Ströme der Seele
32 A guarda
Notas iniciais
06/04 – Floresta de Kobi
Silêncio. Esse era o único som que nossos amigos ouviam naquele momento. O profundo e tedioso som do nada. E era dessa maneira sonoramente incomoda que Gon e os outros caminhavam por entre a temerosa mata da Floresta de Kobi. Desde que saíram do acampamento provisório à beira do Lago Tensai que esse convidado incômodo os acompanhava de perto. Nem mesmo Gon se atreveu a expulsá-lo. Leório, outro provável candidato a quebra dessa barreira auditiva, estava mais concentrado em manter-se caminhando firmemente do que em qualquer outra coisa. Sua expressão exausta denunciava seu esforço. Killua prestava atenção no amigo pronto para agir caso o mesmo chegasse a seu limite. Kurapika e Maia, responsáveis por terem convidado o silêncio a se juntar a caminhada, comportavam-se como exemplares anfitriões, fazendo questão de respeitar a vontade de tão ilustre convidado. O jovem Kuruta carregava um semblante sério e cansado, já a garota sustentava o mesmo olhar de sempre. Foi só quando Leório caiu sobre seus joelhos que finalmente o hospede indesejado se despediu de nossos amigos.

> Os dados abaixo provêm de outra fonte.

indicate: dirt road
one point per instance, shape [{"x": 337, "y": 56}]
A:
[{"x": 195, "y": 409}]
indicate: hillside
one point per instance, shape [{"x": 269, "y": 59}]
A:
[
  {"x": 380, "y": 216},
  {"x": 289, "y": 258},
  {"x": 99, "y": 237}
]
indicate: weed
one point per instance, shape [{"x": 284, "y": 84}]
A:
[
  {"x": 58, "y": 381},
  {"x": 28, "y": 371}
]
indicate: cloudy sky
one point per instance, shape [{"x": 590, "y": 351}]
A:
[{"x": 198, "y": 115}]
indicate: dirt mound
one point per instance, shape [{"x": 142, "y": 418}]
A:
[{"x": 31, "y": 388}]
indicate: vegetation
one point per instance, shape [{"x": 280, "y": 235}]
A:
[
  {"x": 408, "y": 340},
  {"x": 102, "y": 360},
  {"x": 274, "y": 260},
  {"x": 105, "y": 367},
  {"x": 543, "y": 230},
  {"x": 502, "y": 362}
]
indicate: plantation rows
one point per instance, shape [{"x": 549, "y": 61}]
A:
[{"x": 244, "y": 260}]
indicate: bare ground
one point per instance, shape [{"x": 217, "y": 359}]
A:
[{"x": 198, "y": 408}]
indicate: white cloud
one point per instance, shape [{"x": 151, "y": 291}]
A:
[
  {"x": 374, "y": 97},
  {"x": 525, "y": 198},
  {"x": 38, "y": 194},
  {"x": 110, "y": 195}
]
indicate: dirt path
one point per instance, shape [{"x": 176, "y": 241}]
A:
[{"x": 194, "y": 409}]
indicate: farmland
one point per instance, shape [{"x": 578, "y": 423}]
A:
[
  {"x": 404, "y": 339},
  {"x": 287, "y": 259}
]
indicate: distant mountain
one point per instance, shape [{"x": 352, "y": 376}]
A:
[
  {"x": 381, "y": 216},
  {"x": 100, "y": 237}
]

–Leório, você está bem? – perguntou Gon se aproximando do amigo.
– Estou sim Gon, apenas um pouco cansado – respondeu ele respirando profundamente.

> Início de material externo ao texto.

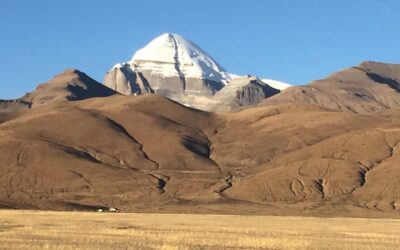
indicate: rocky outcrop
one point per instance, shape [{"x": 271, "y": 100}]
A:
[
  {"x": 241, "y": 92},
  {"x": 368, "y": 87},
  {"x": 71, "y": 85}
]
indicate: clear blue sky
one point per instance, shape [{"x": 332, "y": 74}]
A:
[{"x": 288, "y": 40}]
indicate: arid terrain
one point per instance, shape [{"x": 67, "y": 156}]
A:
[
  {"x": 81, "y": 146},
  {"x": 84, "y": 230}
]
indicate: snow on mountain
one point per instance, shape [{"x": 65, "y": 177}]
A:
[
  {"x": 276, "y": 84},
  {"x": 169, "y": 65}
]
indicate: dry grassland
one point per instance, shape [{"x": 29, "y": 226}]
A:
[{"x": 85, "y": 230}]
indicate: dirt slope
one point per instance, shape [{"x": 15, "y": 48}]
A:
[
  {"x": 368, "y": 87},
  {"x": 148, "y": 153}
]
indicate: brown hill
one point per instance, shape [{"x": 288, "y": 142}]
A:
[
  {"x": 70, "y": 85},
  {"x": 148, "y": 153},
  {"x": 368, "y": 87}
]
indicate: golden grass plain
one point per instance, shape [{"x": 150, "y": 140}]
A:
[{"x": 88, "y": 230}]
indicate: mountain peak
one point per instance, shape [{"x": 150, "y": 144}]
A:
[
  {"x": 180, "y": 57},
  {"x": 168, "y": 65}
]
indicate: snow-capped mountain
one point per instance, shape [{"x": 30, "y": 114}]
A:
[{"x": 168, "y": 65}]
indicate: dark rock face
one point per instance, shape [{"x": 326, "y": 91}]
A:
[
  {"x": 253, "y": 93},
  {"x": 13, "y": 105},
  {"x": 241, "y": 92}
]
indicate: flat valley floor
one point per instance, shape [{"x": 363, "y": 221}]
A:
[{"x": 89, "y": 230}]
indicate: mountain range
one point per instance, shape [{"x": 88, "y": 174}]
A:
[{"x": 173, "y": 131}]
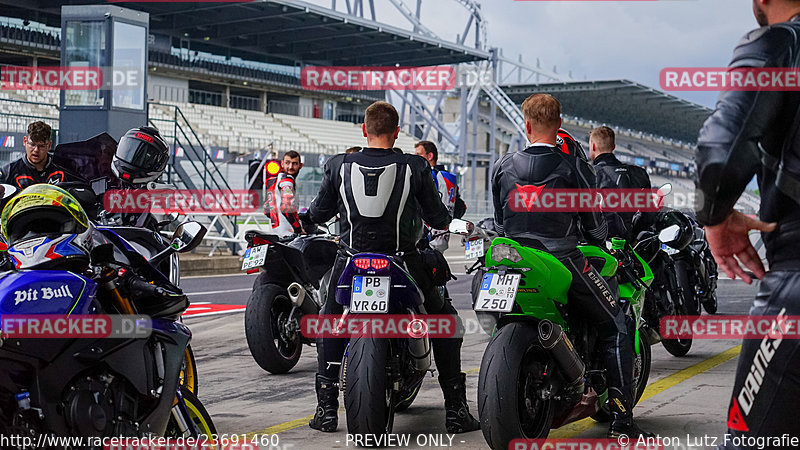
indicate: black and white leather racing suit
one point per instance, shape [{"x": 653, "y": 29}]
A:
[
  {"x": 756, "y": 134},
  {"x": 614, "y": 174},
  {"x": 559, "y": 233},
  {"x": 382, "y": 197}
]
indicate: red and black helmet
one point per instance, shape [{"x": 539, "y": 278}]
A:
[
  {"x": 141, "y": 157},
  {"x": 569, "y": 145}
]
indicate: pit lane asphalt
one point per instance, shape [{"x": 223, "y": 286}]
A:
[{"x": 686, "y": 397}]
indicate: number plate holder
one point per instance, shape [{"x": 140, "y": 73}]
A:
[
  {"x": 370, "y": 294},
  {"x": 497, "y": 292},
  {"x": 255, "y": 257},
  {"x": 474, "y": 249}
]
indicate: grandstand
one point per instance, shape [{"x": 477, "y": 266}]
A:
[{"x": 240, "y": 99}]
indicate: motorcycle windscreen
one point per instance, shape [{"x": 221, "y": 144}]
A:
[{"x": 90, "y": 159}]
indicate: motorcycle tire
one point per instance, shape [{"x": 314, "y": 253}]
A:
[
  {"x": 641, "y": 375},
  {"x": 512, "y": 363},
  {"x": 267, "y": 311},
  {"x": 405, "y": 404},
  {"x": 188, "y": 375},
  {"x": 368, "y": 396}
]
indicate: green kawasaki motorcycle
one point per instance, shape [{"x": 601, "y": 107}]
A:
[{"x": 543, "y": 368}]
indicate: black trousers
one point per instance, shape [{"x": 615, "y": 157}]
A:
[
  {"x": 446, "y": 351},
  {"x": 766, "y": 392}
]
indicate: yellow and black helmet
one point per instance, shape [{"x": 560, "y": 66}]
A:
[{"x": 42, "y": 210}]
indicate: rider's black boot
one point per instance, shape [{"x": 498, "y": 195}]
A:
[
  {"x": 327, "y": 416},
  {"x": 622, "y": 422},
  {"x": 457, "y": 419}
]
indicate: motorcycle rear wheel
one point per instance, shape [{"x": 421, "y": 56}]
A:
[
  {"x": 266, "y": 316},
  {"x": 509, "y": 404},
  {"x": 369, "y": 397}
]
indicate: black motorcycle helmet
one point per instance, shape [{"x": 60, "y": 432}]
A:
[{"x": 141, "y": 157}]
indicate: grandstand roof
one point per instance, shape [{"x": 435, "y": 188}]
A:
[
  {"x": 623, "y": 103},
  {"x": 275, "y": 31}
]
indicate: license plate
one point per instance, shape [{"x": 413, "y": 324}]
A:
[
  {"x": 254, "y": 257},
  {"x": 370, "y": 294},
  {"x": 669, "y": 250},
  {"x": 497, "y": 292},
  {"x": 474, "y": 249}
]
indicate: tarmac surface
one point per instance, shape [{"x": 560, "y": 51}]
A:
[{"x": 685, "y": 403}]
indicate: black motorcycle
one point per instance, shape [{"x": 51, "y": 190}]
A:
[
  {"x": 293, "y": 283},
  {"x": 666, "y": 296},
  {"x": 697, "y": 271},
  {"x": 109, "y": 386},
  {"x": 88, "y": 165}
]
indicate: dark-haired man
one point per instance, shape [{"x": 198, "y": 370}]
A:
[
  {"x": 448, "y": 191},
  {"x": 35, "y": 166},
  {"x": 543, "y": 165},
  {"x": 614, "y": 174},
  {"x": 382, "y": 196},
  {"x": 281, "y": 204}
]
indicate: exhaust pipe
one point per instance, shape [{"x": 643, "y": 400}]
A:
[
  {"x": 419, "y": 345},
  {"x": 554, "y": 340},
  {"x": 297, "y": 294}
]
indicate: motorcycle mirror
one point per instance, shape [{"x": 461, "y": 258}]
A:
[
  {"x": 188, "y": 236},
  {"x": 459, "y": 226},
  {"x": 669, "y": 234},
  {"x": 7, "y": 190}
]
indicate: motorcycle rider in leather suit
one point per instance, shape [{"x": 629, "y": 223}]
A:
[
  {"x": 382, "y": 196},
  {"x": 754, "y": 133},
  {"x": 543, "y": 165}
]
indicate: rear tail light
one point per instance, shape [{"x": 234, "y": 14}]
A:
[
  {"x": 375, "y": 263},
  {"x": 260, "y": 241},
  {"x": 361, "y": 263},
  {"x": 379, "y": 264}
]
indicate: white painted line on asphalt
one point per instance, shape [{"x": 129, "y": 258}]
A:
[{"x": 219, "y": 292}]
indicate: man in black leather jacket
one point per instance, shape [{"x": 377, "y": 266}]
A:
[
  {"x": 544, "y": 166},
  {"x": 35, "y": 166},
  {"x": 614, "y": 174},
  {"x": 755, "y": 133},
  {"x": 382, "y": 196}
]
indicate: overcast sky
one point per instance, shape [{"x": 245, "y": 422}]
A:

– Talvez fosse melhor nós descansarmos um pouco – sugeriu Killua.
Kurapika concordou silenciosamente com um gesto de cabeça, enquanto Maia se limitou a sentar encostada em um arvore próxima. Gon se encarregou de buscar um pouco de água de um local próximo que Maia havia indicado. Após alguns minutos o garoto retornara com os cantis cheios e logo distribuiu para cada um dos presentes.
– Quanto tempo temos até começar a escurecer? – perguntou Killua à garota
– Pouco mais de uma hora provavelmente — respondeu ela.
– Então talvez devêssemos já ficar por aqui essa noite – sugeriu o garoto de cabelos brancos.
Killua esperou por uma resposta da garota, porém como não houve sinal de que ela lhe daria alguma satisfação, negativa ou positiva sobre o assunto, chegou a conclusão de que Maia não possuía objeções quanto a proposta. Leório parecia contente com essa decisão, pois apesar de tentar não parecer sentir os efeitos do trauma anterior, era visível à todos ali presentes que o jovem estudante estava se esforçando demasiadamente para concluir o percurso. Esse porém não era o único fato visível a todos naquele momento. O atrito presente entre Kurapika e Maia também podia ser sentido com tanta intensidade que chegava quase a ser palpável.
Uma vez decidido a permanência do grupo no local começaram a tomar as medidas necessárias para que pudessem passar a noite de maneira segura e confortável. Uma fogueira foi acesa e a comida distribuída. Como já estavam mais próximos a base da montanha, o frio já não era tão intenso e incomodo como quando estavam mais próximos do cume, apesar de ainda não poderem o considerar agradável. Após todos se acomodarem e se alimentarem, foi decidido a ordem em que cada um deveria ficar acordado de guarda. Apesar de Maia insistir que poderia ficar a noite toda de guarda, todos concordaram que um rodízio seria o mais plausível nessa situação, excetuando-se claro Leório, que precisava mais do que todos repousar. Sem vontade de discutir a garota apenas aceitou a proposta, ficando então decidido que ela começaria o 1° turno, seguido por Kurapika, Gon e por último, Killua. Assim combinado, recolheram-se para um merecido descanso, deixando apenas a garota acordada na companhia de seus pensamentos.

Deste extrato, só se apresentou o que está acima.